MAX_BATCH_EXERCISES = 50
# Preview: pro Request nur wenige Übungen — sonst Gateway-504 (Fritz!Box o.ä. ~60s).
MAX_PREVIEW_BATCH_EXERCISES = 3

_INSTRUCTION_FIELDS = ("goal", "execution", "preparation", "trainer_notes")
_SKILL_COMPARE_KEYS = ("intensity", "required_level", "target_level", "is_primary")


def _focus_areas_ai_ctx_from_detail(exercise: Dict[str, Any]) -> list[tuple[int, bool]]:
    rows: list[tuple[int, bool]] = []
    for row in exercise.get("focus_areas") or []:
        if not isinstance(row, dict):
            continue
        try:
            fid = int(row.get("focus_area_id"))
        except (TypeError, ValueError):
            continue
        if fid < 1:
            continue
        rows.append((fid, bool(row.get("is_primary"))))
    rows.sort(key=lambda x: (not x[1], x[0]))
    return rows


def _focus_area_hint_from_detail(exercise: Dict[str, Any]) -> str:
    parts: List[str] = []
    for row in exercise.get("focus_areas") or []:
        if isinstance(row, dict):
            nm = (row.get("name") or "").strip()
            if nm:
                parts.append(nm)
    txt = ", ".join(parts).strip()
    if len(txt) > 900:
        return txt[:899] + "…"
    return txt


def build_form_context_from_exercise(exercise: Dict[str, Any]) -> ExerciseFormAiPromptContext:
    focus = _focus_area_hint_from_detail(exercise)
    fctx = _focus_areas_ai_ctx_from_detail(exercise)
    return ExerciseFormAiPromptContext.from_focus_tuples(
        title=str(exercise.get("title") or "").strip(),
        goal=exercise.get("goal"),
        execution=exercise.get("execution"),
        preparation=exercise.get("preparation"),
        trainer_notes=exercise.get("trainer_notes"),
        focus_hint=focus or None,
        focus_tuples=fctx or None,
    )


def validate_exercise_for_enrichment(
    exercise: Dict[str, Any],
    *,
    want_skills: bool = False,
    want_summary: bool = False,
    want_instructions: bool = False,
) -> Optional[str]:
    title = str(exercise.get("title") or "").strip()
    if not title:
        return "Titel fehlt"

    ctx = build_form_context_from_exercise(exercise)
    g_plain = strip_html_to_plain(exercise.get("goal"))
    e_plain = strip_html_to_plain(exercise.get("execution"))
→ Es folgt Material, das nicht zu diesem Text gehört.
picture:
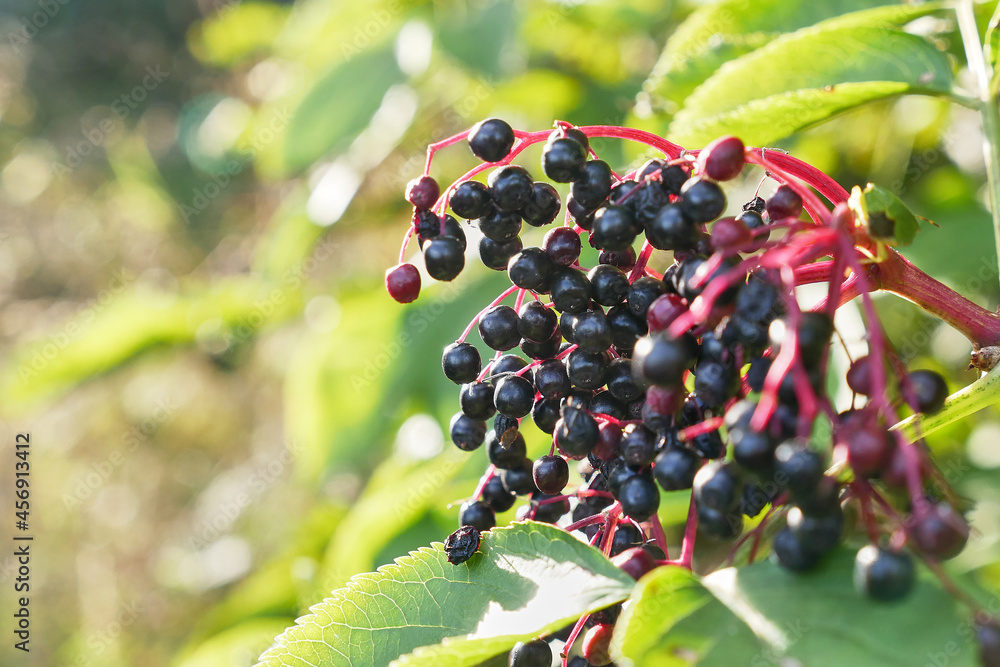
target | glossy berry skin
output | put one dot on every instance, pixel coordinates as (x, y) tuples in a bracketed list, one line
[(535, 653), (402, 282), (702, 200), (496, 254), (422, 192), (470, 200), (883, 575), (461, 362), (639, 497), (511, 187), (498, 328), (467, 434), (562, 245), (477, 514), (784, 203), (531, 269), (563, 159), (928, 390), (940, 533), (444, 258), (722, 159), (514, 396), (594, 185), (551, 474), (675, 468), (635, 562), (491, 140)]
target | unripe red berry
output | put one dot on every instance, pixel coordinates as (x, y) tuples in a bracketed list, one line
[(403, 282), (722, 159)]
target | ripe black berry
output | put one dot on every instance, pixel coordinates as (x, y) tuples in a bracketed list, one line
[(702, 200), (882, 574), (461, 362), (460, 545), (498, 328), (551, 474), (928, 390), (471, 199), (467, 434), (511, 187), (477, 514), (402, 282), (563, 159), (562, 245), (491, 140), (444, 258), (496, 254), (535, 653), (422, 192), (594, 185), (514, 396)]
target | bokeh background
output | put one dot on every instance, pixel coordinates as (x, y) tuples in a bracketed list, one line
[(198, 199)]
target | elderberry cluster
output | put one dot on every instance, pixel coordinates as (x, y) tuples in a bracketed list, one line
[(637, 374)]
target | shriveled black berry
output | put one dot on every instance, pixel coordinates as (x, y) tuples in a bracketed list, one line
[(702, 200), (614, 228), (882, 574), (476, 399), (562, 245), (675, 467), (460, 545), (505, 456), (471, 199), (531, 269), (536, 322), (639, 497), (620, 382), (661, 360), (498, 328), (499, 498), (551, 379), (586, 370), (496, 254), (461, 362), (543, 207), (610, 284), (594, 184), (563, 159), (511, 187), (467, 434), (491, 140), (638, 445), (514, 396), (570, 290), (551, 474), (444, 258), (670, 229), (626, 328), (591, 331), (929, 390), (477, 514)]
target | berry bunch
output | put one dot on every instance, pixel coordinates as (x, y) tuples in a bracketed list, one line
[(706, 377)]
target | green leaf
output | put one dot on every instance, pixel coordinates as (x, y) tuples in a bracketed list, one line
[(808, 76), (527, 579), (819, 618), (883, 214), (659, 601), (724, 31), (340, 105)]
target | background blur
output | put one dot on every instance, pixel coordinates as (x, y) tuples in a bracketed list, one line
[(198, 200)]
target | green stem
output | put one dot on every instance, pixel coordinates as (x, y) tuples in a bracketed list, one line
[(987, 108)]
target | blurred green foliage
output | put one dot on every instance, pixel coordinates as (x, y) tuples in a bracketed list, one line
[(199, 200)]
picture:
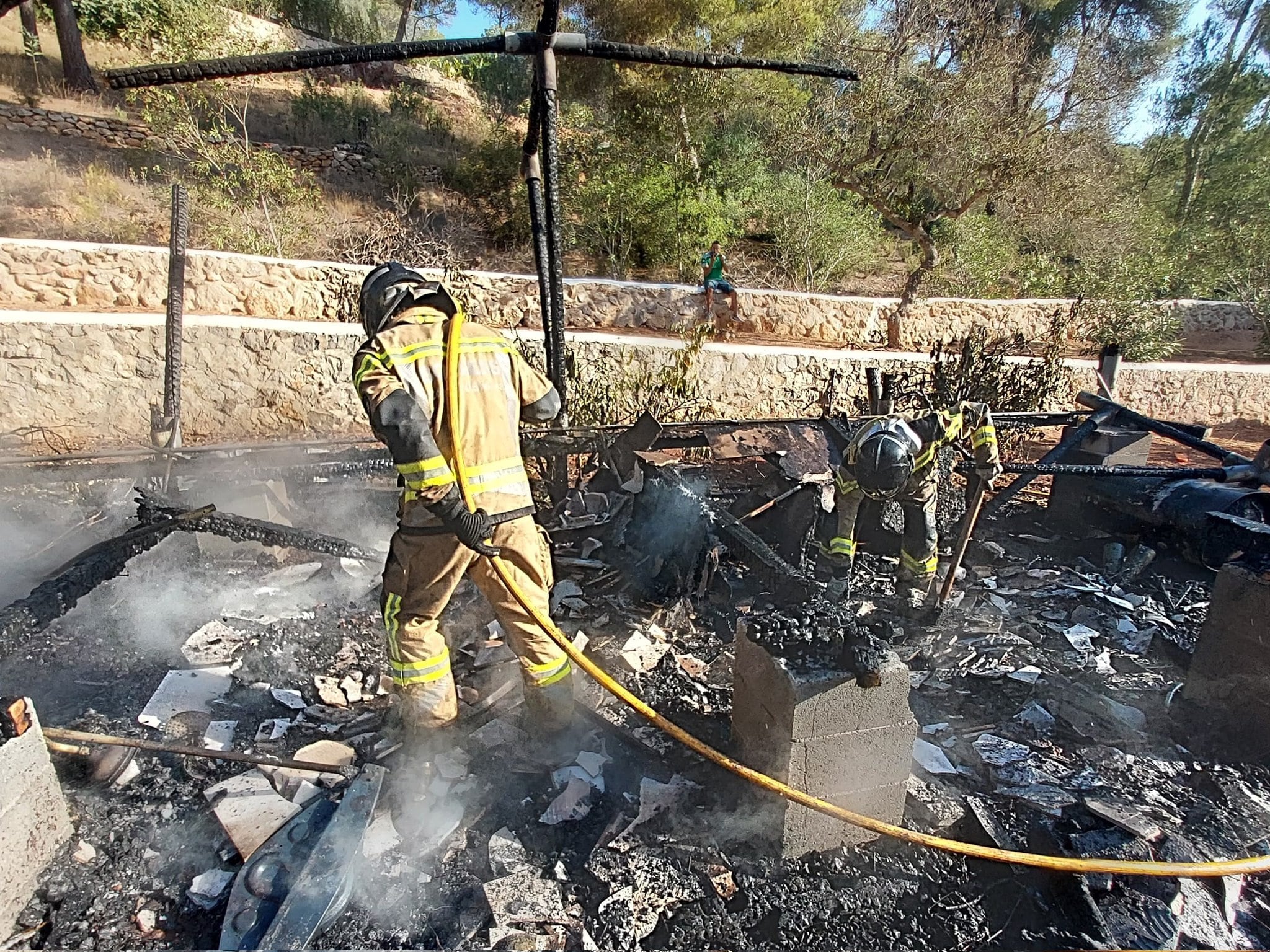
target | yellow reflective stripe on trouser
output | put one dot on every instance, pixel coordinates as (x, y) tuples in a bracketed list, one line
[(841, 546), (430, 669), (433, 471), (549, 672), (920, 566), (391, 622)]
    if want_skills or want_summary:
        if not (g_plain.strip() or e_plain.strip()):
            return "Mindestens Ziel oder Durchführung muss Inhalt liefern (für Skills/Kurzfassung)"

    if want_instructions and not ctx.has_instruction_source_text():
        return "Für Anleitungs-Überarbeitung fehlt Ausgangstext (Titel oder Anleitungsfeld)"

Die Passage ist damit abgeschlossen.